In 2005, however, the Gulf Stream was reported to be slowing dramatically.  The slowing of the Gulf Stream is "intimately linked with dramatic regional cooling" according to Bill McGuire, Benfield Professor of Geophysical Hazards & Director of the Benfield Hazard Research Centre, University College London (try saying that five times fast).  

"Just 10,000 years ago, during a climatic cold snap known as the Younger Dryas," he continues, "the current was severely weakened, causing northern European temperatures to fall by as much as 10 degrees. Ten thousand years before that [...] when most of the UK was reduced to a frozen wasteland, the Gulf Stream had just two-thirds of the strength it has now."

"It is the Gulf Stream, and associated currents, that allow strawberries to thrive along the Norwegian coast, while at comparable latitudes in Greenland glaciers wind their way right down to sea level."

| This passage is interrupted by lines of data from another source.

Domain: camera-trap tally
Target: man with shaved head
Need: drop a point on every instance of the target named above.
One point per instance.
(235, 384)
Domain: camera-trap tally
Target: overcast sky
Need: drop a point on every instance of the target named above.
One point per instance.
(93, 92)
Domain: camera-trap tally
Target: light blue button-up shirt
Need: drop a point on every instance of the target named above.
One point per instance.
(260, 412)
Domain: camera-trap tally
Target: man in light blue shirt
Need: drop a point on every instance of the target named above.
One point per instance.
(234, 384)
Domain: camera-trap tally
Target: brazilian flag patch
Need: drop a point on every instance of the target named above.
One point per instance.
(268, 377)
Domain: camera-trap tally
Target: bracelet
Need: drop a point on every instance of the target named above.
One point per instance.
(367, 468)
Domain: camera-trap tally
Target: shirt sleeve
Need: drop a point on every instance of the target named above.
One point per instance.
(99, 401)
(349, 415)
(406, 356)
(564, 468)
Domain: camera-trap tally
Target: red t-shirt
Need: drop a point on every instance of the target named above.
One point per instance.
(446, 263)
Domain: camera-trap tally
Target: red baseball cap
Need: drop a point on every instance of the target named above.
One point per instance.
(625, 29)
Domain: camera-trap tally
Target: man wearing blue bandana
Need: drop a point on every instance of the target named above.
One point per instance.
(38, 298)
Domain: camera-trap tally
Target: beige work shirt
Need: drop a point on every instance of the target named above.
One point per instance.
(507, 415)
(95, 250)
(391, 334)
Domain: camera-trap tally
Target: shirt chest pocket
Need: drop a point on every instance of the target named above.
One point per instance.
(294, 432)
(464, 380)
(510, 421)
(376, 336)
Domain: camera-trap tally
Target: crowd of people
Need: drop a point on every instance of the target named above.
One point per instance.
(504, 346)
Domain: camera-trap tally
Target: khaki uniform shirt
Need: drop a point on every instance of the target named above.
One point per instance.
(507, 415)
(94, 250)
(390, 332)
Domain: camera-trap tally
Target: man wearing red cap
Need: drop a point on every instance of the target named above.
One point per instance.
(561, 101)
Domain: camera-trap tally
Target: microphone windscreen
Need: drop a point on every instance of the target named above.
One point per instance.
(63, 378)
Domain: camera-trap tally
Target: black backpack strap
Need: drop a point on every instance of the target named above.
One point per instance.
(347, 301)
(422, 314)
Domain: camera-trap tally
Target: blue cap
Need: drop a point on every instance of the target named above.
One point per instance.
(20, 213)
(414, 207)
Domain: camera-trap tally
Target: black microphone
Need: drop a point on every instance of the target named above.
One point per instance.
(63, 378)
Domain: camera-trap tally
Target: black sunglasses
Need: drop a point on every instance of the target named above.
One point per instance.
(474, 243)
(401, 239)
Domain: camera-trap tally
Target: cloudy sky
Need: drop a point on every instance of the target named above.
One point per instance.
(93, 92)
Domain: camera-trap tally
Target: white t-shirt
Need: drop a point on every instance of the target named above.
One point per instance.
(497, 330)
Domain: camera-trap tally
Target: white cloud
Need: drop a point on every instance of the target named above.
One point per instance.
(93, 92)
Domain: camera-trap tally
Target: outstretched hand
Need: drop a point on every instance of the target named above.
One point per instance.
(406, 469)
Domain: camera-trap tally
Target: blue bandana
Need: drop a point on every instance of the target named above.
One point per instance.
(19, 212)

But the melt-off of Arctic ice, caused (or at the very least, aggravated) by man made warming, has poured "huge volumes of fresh water into the North Atlantic" and thrown the Gulf Stream out of whack.  It is now returning much more cooled water from the North Pole, and moving northward more slowly than before.  As a double whammy, melting Arctic ice is allowing any heat that is trapped in the water to disperse into the cold air. The warm waters of the Gulf Stream are being attacked by cold water from below, and cold air from above, resulting in a paradoxical Atlantic cooling caused by, well, warming.  

Many people I meet in Berlin seem mildly alarmed about melting glaciers, reserving the larger part of their anxiety for the polar bears and whales that are becoming extinct because of it.  ‘But hey,' I've heard many of these same people saying, 'warmer weather won’t be such a bad thing for me - I hate winter.’ Actually, the melting glaciers should scare the crap out of anybody who hates winter.  In a country where summer only comes courtesy of warm water, the melting glaciers could spell the end of warm seasons altogether. 

Climate prediction involves far too many variables for even the cleverest human scientist to calculate, so no one can say whether another ice age is definitely on the way, or whether we should instead be expecting heatwaves and drought.  What climatologists do agree on is that the seasons will not return to normal as long as the Earth keeps warming  up.  As McGuire says, man made global warming is “nothing more nor less than a great planetary experiment, many of the outcomes of which we cannot predict.” By adding to it - by driving cars, wasting electricity and cutting down trees - we are playing with fire and ice.

3 comments:

  1. I have come to the conclusion that we all have a little blame global warming and its consequences and guilt even more politicians who do not slow down.
    http://www.globalwarmingweb.com/

    ReplyDelete
  2. One would have to be very stupid to believe that record cold weather is caused by global warming!

    ReplyDelete
  3. Unlike you, Copie, who are so incredibly intelligent that you use petty sh*t slinging instead of well-researched facts to back up your point of view!!

    Why don't you come back to me when you have something more than a knee-jerk reaction to add to the discussion?